Penulis : Surya Aji Pratama
GUGAT.ID – Jika kita ingin berlibur atau mudik lebaran dari ujung timur jawa ke ujung barat pulau jawa kita akan diberi akses transportasi yang mudah yaitu melalui Jalan Raya Pos. Perjalanan tersebut akan diwarnai dengan keindahan pantai utara dan hutan-hutan rawa yang menawan dari wilayah Anyer, Serang hingga Panarukan, Situbondo.
Jalan yang dalam nama Belanda dikenal sebagai De Groote Postweg ini sekarang menjadi jalan penting untuk keperluan ekonomi, sosial dan pariwisata. Tetapi kelokan jalan yang membentang panjang tersebut terdapat sejarah sosial dan politik yang perlu kita refleksikan.

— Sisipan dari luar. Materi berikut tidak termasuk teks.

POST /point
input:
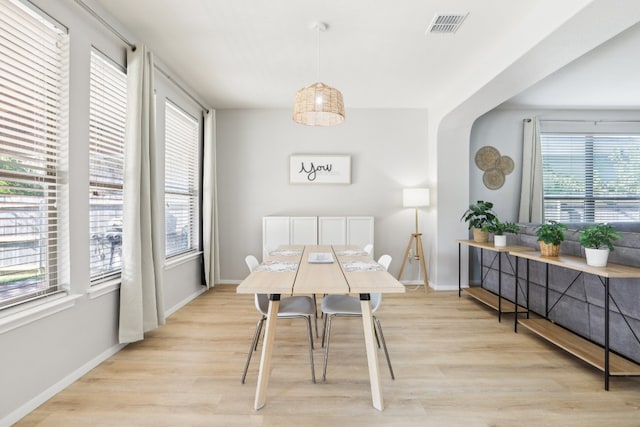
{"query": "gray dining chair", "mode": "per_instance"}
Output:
(348, 306)
(298, 306)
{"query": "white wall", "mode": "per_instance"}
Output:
(388, 151)
(451, 120)
(43, 354)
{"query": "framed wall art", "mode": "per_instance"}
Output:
(319, 169)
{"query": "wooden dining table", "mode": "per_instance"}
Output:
(291, 270)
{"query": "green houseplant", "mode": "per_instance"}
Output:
(477, 216)
(597, 241)
(500, 229)
(550, 236)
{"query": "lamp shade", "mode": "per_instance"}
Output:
(318, 105)
(415, 197)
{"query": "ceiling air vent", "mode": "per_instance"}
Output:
(446, 23)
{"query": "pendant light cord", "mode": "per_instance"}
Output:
(318, 29)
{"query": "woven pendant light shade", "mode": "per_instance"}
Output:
(318, 105)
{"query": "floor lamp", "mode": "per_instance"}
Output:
(415, 198)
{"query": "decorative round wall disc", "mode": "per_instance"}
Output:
(493, 179)
(505, 164)
(486, 157)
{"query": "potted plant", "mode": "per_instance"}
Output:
(550, 235)
(597, 241)
(499, 230)
(477, 216)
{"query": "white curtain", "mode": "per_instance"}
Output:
(209, 202)
(531, 195)
(141, 296)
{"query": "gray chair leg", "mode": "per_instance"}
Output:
(384, 345)
(327, 331)
(324, 328)
(313, 370)
(254, 346)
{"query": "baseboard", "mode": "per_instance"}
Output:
(22, 411)
(185, 301)
(228, 282)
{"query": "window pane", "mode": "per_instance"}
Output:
(181, 183)
(107, 118)
(591, 177)
(32, 82)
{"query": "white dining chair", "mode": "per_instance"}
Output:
(368, 248)
(297, 306)
(348, 306)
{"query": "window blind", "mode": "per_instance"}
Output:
(182, 136)
(591, 177)
(33, 84)
(107, 117)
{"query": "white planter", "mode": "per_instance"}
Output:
(597, 257)
(500, 240)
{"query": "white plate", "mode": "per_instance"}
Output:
(320, 258)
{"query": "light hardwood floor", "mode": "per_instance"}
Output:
(455, 365)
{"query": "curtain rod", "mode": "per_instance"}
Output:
(133, 46)
(590, 121)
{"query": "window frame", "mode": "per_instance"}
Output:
(592, 203)
(192, 193)
(113, 140)
(34, 147)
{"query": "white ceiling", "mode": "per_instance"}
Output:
(608, 76)
(258, 53)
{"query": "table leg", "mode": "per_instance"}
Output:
(606, 333)
(267, 346)
(372, 353)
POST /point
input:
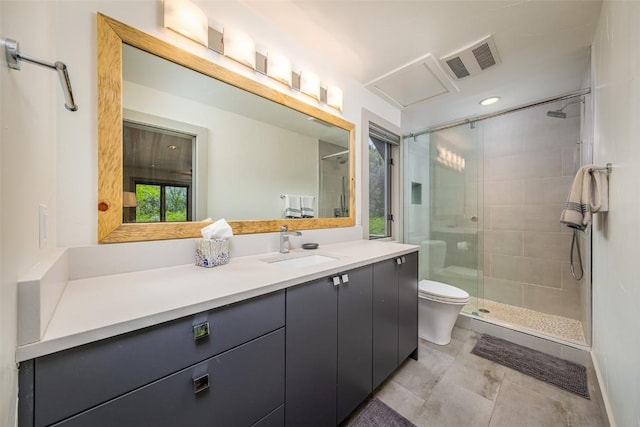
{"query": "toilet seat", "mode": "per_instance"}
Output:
(442, 292)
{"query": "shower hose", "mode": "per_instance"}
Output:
(575, 243)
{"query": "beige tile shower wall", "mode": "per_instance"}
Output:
(529, 164)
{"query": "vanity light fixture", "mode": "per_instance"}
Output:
(489, 101)
(184, 17)
(279, 67)
(239, 47)
(310, 84)
(334, 97)
(187, 19)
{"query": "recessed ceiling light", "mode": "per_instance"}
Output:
(490, 100)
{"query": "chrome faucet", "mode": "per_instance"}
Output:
(284, 238)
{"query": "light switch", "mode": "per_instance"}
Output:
(43, 219)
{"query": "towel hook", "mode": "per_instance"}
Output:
(608, 168)
(14, 56)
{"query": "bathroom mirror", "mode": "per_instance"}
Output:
(240, 145)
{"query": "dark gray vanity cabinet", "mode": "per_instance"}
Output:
(235, 388)
(223, 363)
(329, 348)
(408, 307)
(385, 320)
(355, 325)
(395, 314)
(312, 354)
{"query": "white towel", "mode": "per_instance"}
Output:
(306, 203)
(589, 194)
(292, 207)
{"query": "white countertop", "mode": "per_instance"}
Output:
(101, 307)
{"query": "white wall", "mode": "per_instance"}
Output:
(616, 289)
(30, 108)
(49, 155)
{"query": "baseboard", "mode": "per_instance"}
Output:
(603, 390)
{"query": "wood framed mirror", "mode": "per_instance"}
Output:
(117, 40)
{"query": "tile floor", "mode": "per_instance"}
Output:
(451, 387)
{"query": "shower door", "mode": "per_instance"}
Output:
(443, 195)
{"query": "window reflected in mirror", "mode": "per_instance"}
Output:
(158, 169)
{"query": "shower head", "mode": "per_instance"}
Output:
(558, 114)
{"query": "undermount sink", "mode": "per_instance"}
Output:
(301, 261)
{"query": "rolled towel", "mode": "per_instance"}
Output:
(589, 194)
(292, 208)
(306, 203)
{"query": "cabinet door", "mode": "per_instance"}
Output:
(311, 349)
(385, 320)
(244, 385)
(408, 306)
(355, 311)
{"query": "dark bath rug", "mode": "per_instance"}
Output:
(377, 414)
(567, 375)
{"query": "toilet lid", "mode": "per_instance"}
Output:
(442, 291)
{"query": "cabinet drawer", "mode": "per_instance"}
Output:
(73, 380)
(243, 386)
(274, 419)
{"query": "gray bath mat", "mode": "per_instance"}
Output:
(377, 414)
(550, 369)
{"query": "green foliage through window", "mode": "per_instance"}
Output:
(159, 202)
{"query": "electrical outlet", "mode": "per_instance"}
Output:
(43, 216)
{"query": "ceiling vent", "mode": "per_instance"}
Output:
(472, 59)
(418, 81)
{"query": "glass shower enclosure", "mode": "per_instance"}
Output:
(483, 202)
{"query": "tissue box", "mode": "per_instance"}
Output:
(212, 252)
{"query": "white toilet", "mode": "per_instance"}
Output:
(438, 307)
(438, 304)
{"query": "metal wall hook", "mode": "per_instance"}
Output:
(14, 56)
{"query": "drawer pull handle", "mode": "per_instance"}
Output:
(201, 383)
(200, 331)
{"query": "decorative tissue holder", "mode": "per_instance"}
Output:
(212, 252)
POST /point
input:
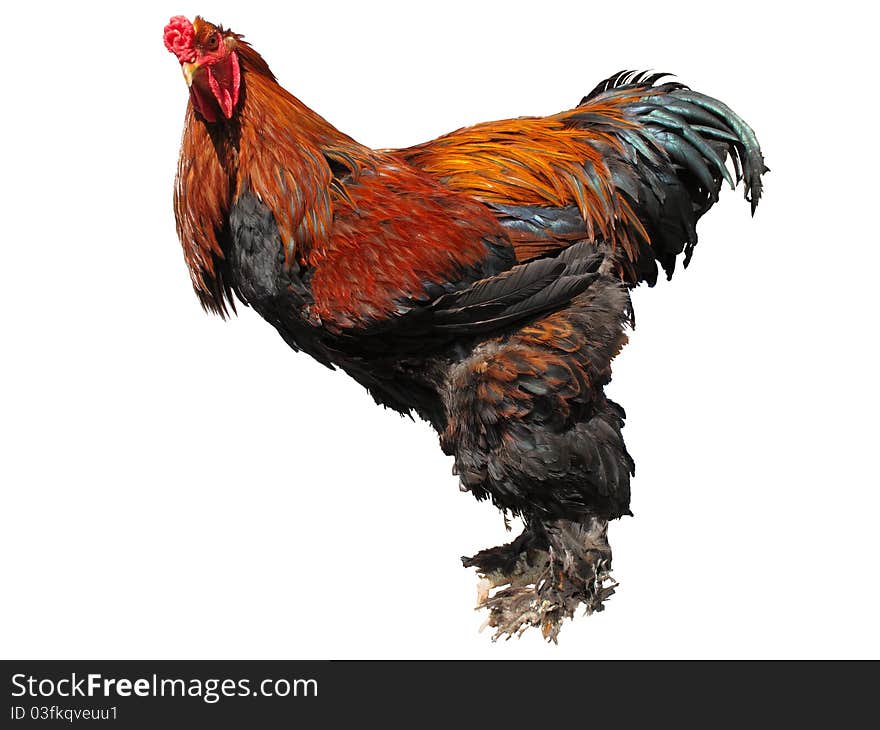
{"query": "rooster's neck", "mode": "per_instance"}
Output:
(275, 148)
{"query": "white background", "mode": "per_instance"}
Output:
(174, 486)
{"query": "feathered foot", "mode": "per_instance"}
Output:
(544, 575)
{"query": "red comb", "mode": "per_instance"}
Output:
(179, 36)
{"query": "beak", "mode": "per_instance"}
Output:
(189, 70)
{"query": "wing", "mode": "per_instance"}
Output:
(410, 261)
(634, 166)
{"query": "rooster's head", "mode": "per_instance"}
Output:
(209, 57)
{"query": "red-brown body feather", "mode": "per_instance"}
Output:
(479, 280)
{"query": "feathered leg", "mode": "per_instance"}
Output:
(544, 575)
(531, 429)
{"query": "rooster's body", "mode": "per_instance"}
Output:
(479, 280)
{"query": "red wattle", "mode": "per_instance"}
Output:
(219, 86)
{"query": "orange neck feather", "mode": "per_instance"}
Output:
(276, 148)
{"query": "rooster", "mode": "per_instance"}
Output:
(479, 280)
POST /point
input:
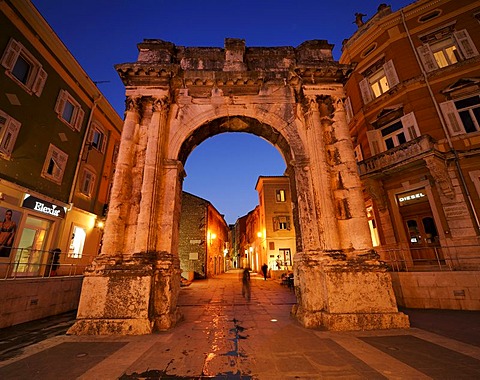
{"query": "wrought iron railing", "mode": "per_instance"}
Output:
(433, 258)
(34, 263)
(402, 154)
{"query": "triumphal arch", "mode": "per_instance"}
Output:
(176, 97)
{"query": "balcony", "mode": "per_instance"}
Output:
(401, 155)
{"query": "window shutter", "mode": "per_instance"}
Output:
(348, 109)
(427, 58)
(452, 118)
(39, 83)
(465, 44)
(10, 136)
(79, 119)
(60, 104)
(366, 90)
(375, 141)
(358, 153)
(391, 74)
(11, 54)
(410, 126)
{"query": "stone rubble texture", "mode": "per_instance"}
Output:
(176, 97)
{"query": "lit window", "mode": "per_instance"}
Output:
(97, 138)
(69, 110)
(280, 195)
(88, 182)
(393, 134)
(54, 166)
(378, 80)
(23, 68)
(445, 47)
(77, 241)
(281, 223)
(9, 128)
(462, 115)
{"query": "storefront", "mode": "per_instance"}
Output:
(420, 226)
(35, 224)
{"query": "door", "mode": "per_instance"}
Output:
(422, 234)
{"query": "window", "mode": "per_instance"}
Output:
(9, 128)
(462, 115)
(97, 138)
(378, 80)
(281, 223)
(54, 166)
(445, 47)
(68, 110)
(280, 195)
(88, 182)
(77, 241)
(23, 68)
(393, 134)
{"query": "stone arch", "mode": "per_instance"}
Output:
(176, 98)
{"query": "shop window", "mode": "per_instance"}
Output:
(445, 47)
(378, 80)
(88, 183)
(77, 242)
(281, 223)
(54, 165)
(9, 128)
(393, 134)
(462, 115)
(69, 110)
(280, 196)
(23, 68)
(97, 138)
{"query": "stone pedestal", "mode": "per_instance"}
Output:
(340, 292)
(128, 297)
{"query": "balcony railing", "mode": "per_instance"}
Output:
(400, 155)
(436, 258)
(33, 263)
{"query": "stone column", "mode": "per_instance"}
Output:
(166, 286)
(320, 176)
(152, 175)
(347, 188)
(119, 204)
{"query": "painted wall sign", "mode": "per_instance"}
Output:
(45, 207)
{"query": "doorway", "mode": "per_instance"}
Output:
(31, 255)
(422, 233)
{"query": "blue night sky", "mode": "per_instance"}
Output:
(223, 169)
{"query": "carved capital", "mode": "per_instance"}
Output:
(439, 171)
(374, 188)
(133, 104)
(160, 104)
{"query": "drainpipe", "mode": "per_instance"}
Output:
(444, 127)
(85, 137)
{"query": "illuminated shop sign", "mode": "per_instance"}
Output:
(42, 206)
(411, 197)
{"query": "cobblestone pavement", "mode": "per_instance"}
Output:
(223, 336)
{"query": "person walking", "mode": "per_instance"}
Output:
(246, 284)
(264, 271)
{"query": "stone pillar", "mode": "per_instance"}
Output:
(321, 195)
(152, 175)
(346, 185)
(118, 208)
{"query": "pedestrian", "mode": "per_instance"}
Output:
(264, 271)
(246, 284)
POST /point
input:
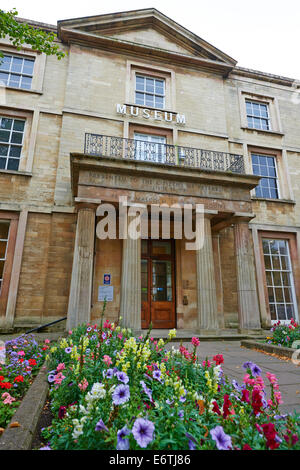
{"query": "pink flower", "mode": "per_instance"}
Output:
(195, 342)
(83, 385)
(206, 363)
(8, 399)
(59, 378)
(107, 360)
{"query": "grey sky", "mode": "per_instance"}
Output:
(260, 34)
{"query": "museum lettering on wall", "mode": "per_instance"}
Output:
(152, 114)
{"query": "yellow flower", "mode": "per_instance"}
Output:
(172, 334)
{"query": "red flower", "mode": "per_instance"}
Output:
(6, 385)
(270, 435)
(216, 408)
(256, 402)
(219, 359)
(19, 378)
(245, 396)
(61, 412)
(226, 405)
(247, 447)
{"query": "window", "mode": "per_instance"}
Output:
(149, 91)
(16, 71)
(150, 147)
(11, 140)
(280, 283)
(4, 232)
(265, 166)
(258, 116)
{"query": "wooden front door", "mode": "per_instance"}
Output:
(158, 284)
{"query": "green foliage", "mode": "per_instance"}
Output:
(21, 33)
(183, 400)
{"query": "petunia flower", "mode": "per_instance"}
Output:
(142, 431)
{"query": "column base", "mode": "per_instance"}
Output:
(210, 332)
(248, 331)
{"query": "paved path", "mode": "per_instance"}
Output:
(234, 357)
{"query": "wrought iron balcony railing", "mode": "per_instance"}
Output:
(131, 149)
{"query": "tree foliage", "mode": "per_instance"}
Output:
(21, 33)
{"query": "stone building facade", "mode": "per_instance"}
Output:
(144, 110)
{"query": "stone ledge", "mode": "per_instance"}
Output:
(270, 348)
(27, 415)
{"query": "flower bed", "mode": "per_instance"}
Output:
(23, 359)
(110, 390)
(285, 335)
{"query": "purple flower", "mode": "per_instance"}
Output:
(109, 373)
(237, 386)
(222, 440)
(247, 365)
(51, 378)
(122, 377)
(123, 442)
(255, 370)
(100, 426)
(142, 431)
(157, 374)
(192, 441)
(121, 394)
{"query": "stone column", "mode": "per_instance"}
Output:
(79, 309)
(206, 283)
(130, 305)
(249, 318)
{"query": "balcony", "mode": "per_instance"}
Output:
(175, 155)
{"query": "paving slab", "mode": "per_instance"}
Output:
(288, 374)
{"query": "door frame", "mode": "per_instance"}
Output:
(149, 257)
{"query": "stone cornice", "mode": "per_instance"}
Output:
(268, 77)
(133, 49)
(81, 161)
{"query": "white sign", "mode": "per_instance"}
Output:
(137, 111)
(105, 292)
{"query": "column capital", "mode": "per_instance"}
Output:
(85, 206)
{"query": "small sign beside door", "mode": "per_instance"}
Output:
(105, 292)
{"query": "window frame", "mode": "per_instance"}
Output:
(9, 144)
(20, 74)
(276, 178)
(245, 95)
(151, 71)
(38, 70)
(252, 116)
(145, 92)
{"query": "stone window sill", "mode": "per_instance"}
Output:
(262, 131)
(39, 92)
(12, 172)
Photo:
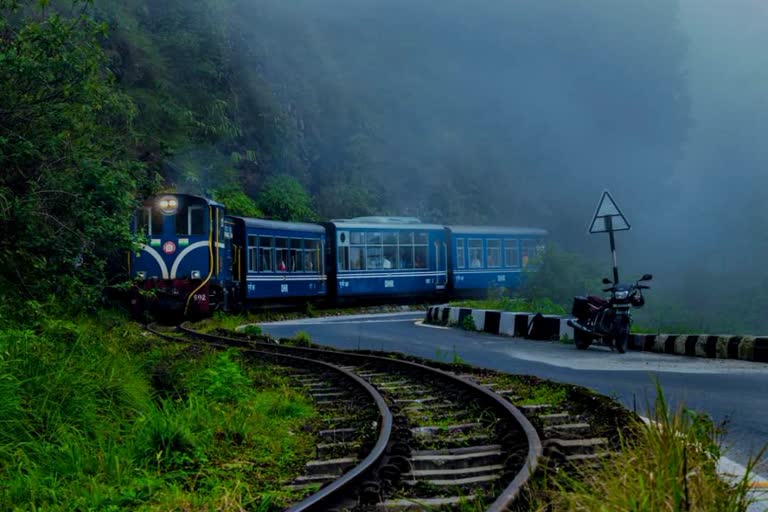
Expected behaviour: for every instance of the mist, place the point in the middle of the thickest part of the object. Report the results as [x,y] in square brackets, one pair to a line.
[522,113]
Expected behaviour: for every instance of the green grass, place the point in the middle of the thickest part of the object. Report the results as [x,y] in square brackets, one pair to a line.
[669,465]
[508,304]
[99,416]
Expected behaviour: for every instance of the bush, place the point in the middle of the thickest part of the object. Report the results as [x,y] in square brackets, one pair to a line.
[302,339]
[559,276]
[670,464]
[252,330]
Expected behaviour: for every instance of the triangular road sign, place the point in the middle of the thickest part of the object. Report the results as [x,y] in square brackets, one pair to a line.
[608,217]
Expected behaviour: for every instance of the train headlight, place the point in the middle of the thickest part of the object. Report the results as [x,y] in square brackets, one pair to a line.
[168,205]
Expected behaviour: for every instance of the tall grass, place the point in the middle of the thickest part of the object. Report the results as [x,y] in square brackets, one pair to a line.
[669,465]
[95,415]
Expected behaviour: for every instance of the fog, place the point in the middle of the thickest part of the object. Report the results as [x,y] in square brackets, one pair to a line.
[522,113]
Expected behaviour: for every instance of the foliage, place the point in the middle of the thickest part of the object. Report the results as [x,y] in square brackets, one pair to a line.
[98,416]
[559,276]
[670,464]
[284,198]
[302,339]
[67,181]
[515,305]
[236,201]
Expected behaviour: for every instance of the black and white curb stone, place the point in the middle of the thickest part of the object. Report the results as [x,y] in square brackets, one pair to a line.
[536,326]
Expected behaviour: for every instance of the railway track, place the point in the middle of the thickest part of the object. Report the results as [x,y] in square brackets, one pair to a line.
[448,443]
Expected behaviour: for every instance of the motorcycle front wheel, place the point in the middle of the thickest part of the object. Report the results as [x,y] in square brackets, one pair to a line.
[621,340]
[581,339]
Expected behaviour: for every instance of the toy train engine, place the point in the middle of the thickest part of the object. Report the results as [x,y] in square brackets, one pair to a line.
[185,255]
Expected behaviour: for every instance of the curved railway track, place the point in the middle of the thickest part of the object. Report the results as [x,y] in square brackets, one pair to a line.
[443,441]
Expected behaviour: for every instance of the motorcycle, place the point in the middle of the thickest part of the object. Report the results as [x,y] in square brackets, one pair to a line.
[609,320]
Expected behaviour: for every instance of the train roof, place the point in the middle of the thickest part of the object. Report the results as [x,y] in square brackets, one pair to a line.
[383,224]
[210,202]
[279,225]
[381,220]
[496,230]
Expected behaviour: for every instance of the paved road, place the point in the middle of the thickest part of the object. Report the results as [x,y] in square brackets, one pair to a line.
[736,391]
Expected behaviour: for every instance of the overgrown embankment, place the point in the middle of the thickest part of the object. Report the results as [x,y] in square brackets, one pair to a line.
[97,415]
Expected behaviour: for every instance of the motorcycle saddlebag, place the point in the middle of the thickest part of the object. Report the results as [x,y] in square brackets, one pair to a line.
[581,308]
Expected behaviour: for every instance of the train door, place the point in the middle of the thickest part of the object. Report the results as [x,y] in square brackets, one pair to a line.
[441,260]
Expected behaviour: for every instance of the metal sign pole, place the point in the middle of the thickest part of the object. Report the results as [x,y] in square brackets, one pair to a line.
[609,227]
[608,218]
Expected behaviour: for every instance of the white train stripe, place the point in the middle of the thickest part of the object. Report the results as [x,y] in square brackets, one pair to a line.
[186,251]
[285,279]
[158,258]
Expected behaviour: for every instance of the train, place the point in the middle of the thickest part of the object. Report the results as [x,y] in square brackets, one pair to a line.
[193,258]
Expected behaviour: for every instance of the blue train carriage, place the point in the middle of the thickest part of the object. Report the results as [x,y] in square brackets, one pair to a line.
[278,261]
[184,257]
[386,257]
[484,258]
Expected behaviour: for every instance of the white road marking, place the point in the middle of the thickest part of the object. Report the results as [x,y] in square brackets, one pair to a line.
[420,323]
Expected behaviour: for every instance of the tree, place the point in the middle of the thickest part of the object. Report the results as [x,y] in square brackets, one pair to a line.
[283,197]
[67,182]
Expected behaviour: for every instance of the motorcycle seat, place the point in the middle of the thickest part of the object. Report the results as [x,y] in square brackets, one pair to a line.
[597,301]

Jalan tersebut di bangun pada masa Hindia Belanda pada tahun 1808 hingga 1811 dipimpin oleh Jenderal Gubernur Herman Willem Daendels (Haak 1938). Pembuatan jalan yang kini kita dapat menikmatinya tersebut ternyata mengandung trauma secara sosio-historis di benak masyarakat Indonesia. Karena dalam pembuatan jalan tersebut menumbalkan ribuan pekerja pribumi asli, yang dipaksa dan tidak memperoleh hak yang setimpal dengan pekerjaan jalan tersebut (“Java and De Groote Postweg, La Grande Route, the Great Mail Road, Jalan Raya Pos,” 2021).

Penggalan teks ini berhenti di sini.